There was something oddly fitting about a President who prizes spontaneity abruptly deciding to launch 59 Tomahawk missiles at a Syrian air base and his April announcement that an “armada” was making its way into Korean waters to confront the North over a sanctioned weapons program. Noted critics like Senators John McCain and Lindsey Graham were full of praise when they issued a joint statement urging Trump to “take Assad’s air force…completely out of the fight.” Cable news figures like Brian Williams were almost poetic in their praise — Fareed Zakaria said Trump “became president that night.” White House ally Ann Coulter and Capitol Hill skeptics like Rand Paul and Tulsi Gabbard were not convinced; the Kentucky Senator rightly pointed out that the White House had no authorization to use force because the United States was not attacked.
When two of President Trump’s top aides were interviewed about the strike they offered competing messages about the administration’s priorities. Dissent between a UN envoy and Secretary of State is nothing new, but the decision to publicly broadcast their differences is. What’s worth noting? Supposedly, appearing on cable news is the easiest way to get Trump’s attention and influence his decisions: in this case what would follow a hasty reaction to a chemical attack the president said “choked out the lives of helpless men, women, and children” and met his momentary definition of America’s “vital national security interest.” Despite his advisor’s efforts, it’s doubtful the billionaire developer has any interest in overthrowing Syria’s government or grounding its air force; together they would require a greater commitment than any Capitol Hill hawks would be willing to accept.
The decades-old duel on the Korean peninsula is different — it could be dangerous if the White House does not tread lightly. There is more to consider than the so-called Hermit Kingdom’s nuclear program and its advancing ballistic missile capability: the Democratic People’s Republic of Korea (DPRK) conducted a live-fire exercise with over 300 artillery pieces that could hit Seoul and has missiles capable of reaching Japan. Their simulated barrage could have been a response by unstable leadership to provocations by US “imperialists” eager to overthrow the Kim regime and sent the USS Carl Vinson carrier group as a threat, but there is another possibility. A cursory review of DPRK parades and threats to launch a “super-mighty preemptive strike” reveals a Communist state that is not suicidal, but is addicted to theatrics because it has little else.
North Korea has suffered famine at home and witnessed regime change abroad, yet the Kim family has remained in power by keeping their military leaders loyal, which requires a delicate balancing act. In that netherworld the state of their nation has no connection to corruption or cronyism that favors the military; it is the fault of foreigners hostile to the Kim government and their philosophy of juche. Ironically, the same weapons programs that are its proudest achievement and supposedly have saved North Korea from the fate suffered by Saddam’s Iraq and Gaddafi’s Libya are also drawing attention from the Trump administration. It hasn’t helped that the White House has broadcast the end of “strategic patience,” sent a ballistic missile submarine into the region and arranged joint exercises with South Korean and Japanese forces.

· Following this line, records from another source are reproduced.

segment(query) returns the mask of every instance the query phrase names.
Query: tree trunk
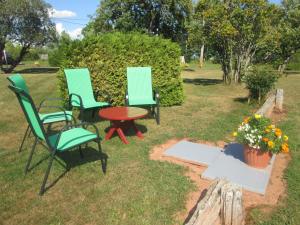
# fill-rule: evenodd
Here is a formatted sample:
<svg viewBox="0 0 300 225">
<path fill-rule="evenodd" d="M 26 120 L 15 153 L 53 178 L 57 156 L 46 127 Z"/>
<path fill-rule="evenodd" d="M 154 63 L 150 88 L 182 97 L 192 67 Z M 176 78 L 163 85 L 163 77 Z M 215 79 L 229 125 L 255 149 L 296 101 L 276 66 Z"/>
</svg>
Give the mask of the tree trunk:
<svg viewBox="0 0 300 225">
<path fill-rule="evenodd" d="M 8 69 L 3 69 L 3 68 L 1 68 L 1 69 L 5 73 L 11 73 L 16 68 L 16 66 L 22 61 L 24 56 L 28 53 L 29 48 L 30 48 L 30 45 L 22 46 L 19 56 L 16 58 L 16 60 L 14 60 L 14 62 L 10 65 L 10 67 Z"/>
<path fill-rule="evenodd" d="M 200 50 L 200 58 L 199 58 L 200 68 L 203 67 L 203 60 L 204 60 L 204 44 L 201 46 L 201 50 Z"/>
<path fill-rule="evenodd" d="M 284 70 L 285 70 L 287 64 L 289 63 L 290 59 L 291 59 L 291 57 L 288 56 L 288 57 L 284 60 L 284 62 L 283 62 L 281 65 L 279 65 L 279 67 L 278 67 L 278 72 L 279 72 L 280 74 L 283 74 L 283 72 L 284 72 Z"/>
</svg>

By publicly airing out every step in this process they’re playing into DPRK propaganda.
President Trump was right when he said the status quo in North Korea is unacceptable — he could say the same about Venezuela or Iran — but the means available to make the Korean peninsula safe for democracy are limited and risky. It’s likely Beijing has more influence than Xi Jinping is willing to admit, but doubtful that the Chinese president could convince Kim’s government to abandon its nuclear program. Even if the alleged currency manipulators were willing to commit, it’s unlikely the US has enough leverage to persuade the Chinese to abandon a strategic asset. New sanctions? Only if Chinese businesses that deal with the DPRK military are included, which is the best option available but opens the door to retaliation aimed at American businesses.
The rhetoric from Washington resembles what President Obama said about another WMD-armed regime in 2013; after a public threat of “unbelievably small” airstrikes he backed off and lost credibility. The problem wasn’t Obama’s methods, but the mixed messages his administration was sending. In today’s Capitol they’re taking a similar approach: the president has suggested a diplomatic solution can be found if China will cooperate, but in the same interview said a “major, major conflict with North Korea” is possible. Rex Tillerson echoed Trump when he held out the potential for “catastrophic consequences” if Kim’s government does not freeze its weapons programs. The unfortunate reality of a hostile DPRK ruled by the Kim family is likely to persist…using force to bring change demands a greater commitment than anyone on Pennsylvania Avenue would be willing to make.